Sin perjuicio de lo anterior, dicho acto administrativo fue demandado por las aseguradoras ante la jurisdicción contenciosa a través del medio de control de nulidad y restablecimiento del derecho. El tribunal de primera instancia negó las pretensiones de la demanda, por lo cual la decisión fue apelada por las aseguradoras ante el CE.
Es importante indicar que, antes y durante la ejecución del contrato amparado, surgieron varias dificultades alertadas por el contratista, entre ellas, (i) la entrega extemporánea de información por parte de la entidad estatal, (ii) la existencia de deficiencias en la planeación interna de la entidad contratante y (iii) problemas de liquidez de la compañía.
El CE resolvió la apelación promovida por las aseguradoras y confirmó el fallo de primera instancia con base en las siguientes consideraciones:
Configuración del siniestro bajo la regulación del artículo 1073 del Código de Comercio
En la objeción inicial de cobertura, las aseguradoras argumentaron que el incumplimiento del contrato estatal no se había materializado en vigencia del seguro, sino que había ocurrido antes del inicio de esta.
Esto fue soportado en el hecho de que la entidad estatal, al momento de celebrar el contrato amparado, ya presentaba deficiencias de planeación que conllevaron a que, en vigencia del seguro se materializaran los incumplimientos del contratista.
El planteamiento se basó en lo dispuesto en el artículo 1073 del Código de Comercio, el cual regula los siniestros de carácter sucesivo, esto es, aquellos que ocurren antes de la vigencia del seguro, y que continúan después de iniciada su vigencia.
El CE rechazó este argumento al distinguir entre (i) el riesgo amparado por el seguro de cumplimiento (el cual consistía en el incumplimiento imputable al contratista de sus obligaciones contractuales) y (ii) las infracciones al deber de planeación imputables a la entidad estatal. Con base en ello, el CE concluyó que las infracciones de la entidad estatal no correspondían al siniestro cubierto por el seguro:
“El riesgo amparado por las Aseguradoras era el incumplimiento de las obligaciones emanadas del contrato estatal a cargo de la Unión Temporal. Las circunstancias invocadas como deficiencias de planeación, previamente desestimadas como cargo de nulidad, no actualizan el supuesto fáctico del artículo 1073 del Código de Comercio. Aunque algunas de ellas fueran anteriores al inicio de la vigencia de la póliza, no configuraban el siniestro ni implicaban que este hubiera comenzado” (subraya y negrilla fuera de texto).
Las consecuencias de la agravación del estado del riesgo no son aplicables a contratos con entidades estatales
Las aseguradoras argumentaron que la conducta de la unión temporal durante la ejecución del contrato agravó el estado del riesgo asegurado y, en consecuencia, produjo la terminación automática del seguro antes de la declaratoria del siniestro, conforme al artículo 1060 del Código de Comercio.

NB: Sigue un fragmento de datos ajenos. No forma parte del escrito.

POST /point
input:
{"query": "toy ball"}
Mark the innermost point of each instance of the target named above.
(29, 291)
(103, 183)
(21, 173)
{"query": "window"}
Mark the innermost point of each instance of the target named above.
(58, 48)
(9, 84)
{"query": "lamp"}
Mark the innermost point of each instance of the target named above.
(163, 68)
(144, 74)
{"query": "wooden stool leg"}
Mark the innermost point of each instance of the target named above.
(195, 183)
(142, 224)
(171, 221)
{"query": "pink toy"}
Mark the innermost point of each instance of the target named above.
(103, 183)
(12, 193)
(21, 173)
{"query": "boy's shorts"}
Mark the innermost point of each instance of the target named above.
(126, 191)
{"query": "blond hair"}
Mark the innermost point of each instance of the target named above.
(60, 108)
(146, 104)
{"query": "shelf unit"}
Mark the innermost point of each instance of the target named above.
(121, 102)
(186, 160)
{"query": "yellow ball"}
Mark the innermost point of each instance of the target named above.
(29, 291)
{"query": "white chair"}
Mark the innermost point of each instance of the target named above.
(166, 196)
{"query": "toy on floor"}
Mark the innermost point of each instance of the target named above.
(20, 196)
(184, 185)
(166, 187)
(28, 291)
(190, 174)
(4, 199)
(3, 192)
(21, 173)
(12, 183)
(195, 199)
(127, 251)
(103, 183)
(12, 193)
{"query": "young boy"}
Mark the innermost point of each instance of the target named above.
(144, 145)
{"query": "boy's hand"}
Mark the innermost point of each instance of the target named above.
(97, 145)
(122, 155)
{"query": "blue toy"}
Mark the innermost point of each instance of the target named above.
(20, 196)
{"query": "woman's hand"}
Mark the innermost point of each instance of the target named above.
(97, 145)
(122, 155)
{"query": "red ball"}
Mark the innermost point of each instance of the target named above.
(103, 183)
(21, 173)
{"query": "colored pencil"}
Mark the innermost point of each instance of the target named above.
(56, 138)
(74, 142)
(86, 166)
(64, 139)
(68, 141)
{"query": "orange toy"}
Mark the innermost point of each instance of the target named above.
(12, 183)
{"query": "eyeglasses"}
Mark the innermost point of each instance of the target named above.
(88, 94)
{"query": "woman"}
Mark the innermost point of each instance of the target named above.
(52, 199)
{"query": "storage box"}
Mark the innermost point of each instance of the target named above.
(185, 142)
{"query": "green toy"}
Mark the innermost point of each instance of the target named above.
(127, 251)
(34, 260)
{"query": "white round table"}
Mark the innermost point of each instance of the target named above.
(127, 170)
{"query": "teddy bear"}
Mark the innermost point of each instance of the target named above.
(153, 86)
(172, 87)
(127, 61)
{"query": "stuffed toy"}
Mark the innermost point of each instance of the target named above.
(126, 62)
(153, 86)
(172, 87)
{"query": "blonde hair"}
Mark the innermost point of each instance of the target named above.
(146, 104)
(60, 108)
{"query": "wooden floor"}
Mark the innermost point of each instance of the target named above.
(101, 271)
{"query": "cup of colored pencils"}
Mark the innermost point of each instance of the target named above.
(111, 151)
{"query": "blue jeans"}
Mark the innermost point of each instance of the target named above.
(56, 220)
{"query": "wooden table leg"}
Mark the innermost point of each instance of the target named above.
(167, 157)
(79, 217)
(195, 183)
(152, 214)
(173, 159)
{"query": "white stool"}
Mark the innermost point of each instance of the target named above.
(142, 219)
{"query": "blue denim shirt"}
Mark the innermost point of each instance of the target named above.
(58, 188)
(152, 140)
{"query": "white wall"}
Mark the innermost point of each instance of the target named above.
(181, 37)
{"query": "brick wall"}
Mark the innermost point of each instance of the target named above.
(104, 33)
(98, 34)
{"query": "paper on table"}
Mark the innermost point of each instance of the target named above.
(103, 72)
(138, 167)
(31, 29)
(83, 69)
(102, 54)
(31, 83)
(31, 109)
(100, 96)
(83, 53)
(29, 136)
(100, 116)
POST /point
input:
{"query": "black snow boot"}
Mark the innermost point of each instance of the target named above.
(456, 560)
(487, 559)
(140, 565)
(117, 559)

El CE recordó que esta figura, que faculta al asegurador para dar por terminado el contrato de seguro cuando el tomador agrava el riesgo sin informarlo, no es aplicable a los seguros de cumplimiento tomados en favor de entidades estatales:
“[P]or las razones ya comentadas, las consecuencias a las que alude el artículo 1060 en mención no pueden trasladarse automáticamente al contrato de seguro de cumplimiento a favor de entidades públicas, sino que su lectura debe hacerse en clave con la naturaleza de esta clase de seguro y con las normas de orden público que el legislador instituyó para la protección del erario que queda comprometido en el marco de los contratos estatales, lo cual significa que esta norma –como cualquier otra del derecho privado (art. 13 Ley 80 de 1993)– sólo podrá ser aplicada en lo que no contravenga la especialidad y finalidad que persigue la contratación de la administración y, de la mano con ello, en cuanto no se oponga a las normas que regulan con carácter especial algunos aspectos del seguro de cumplimiento a favor de tales entidades” (subraya y negrilla fuera de texto).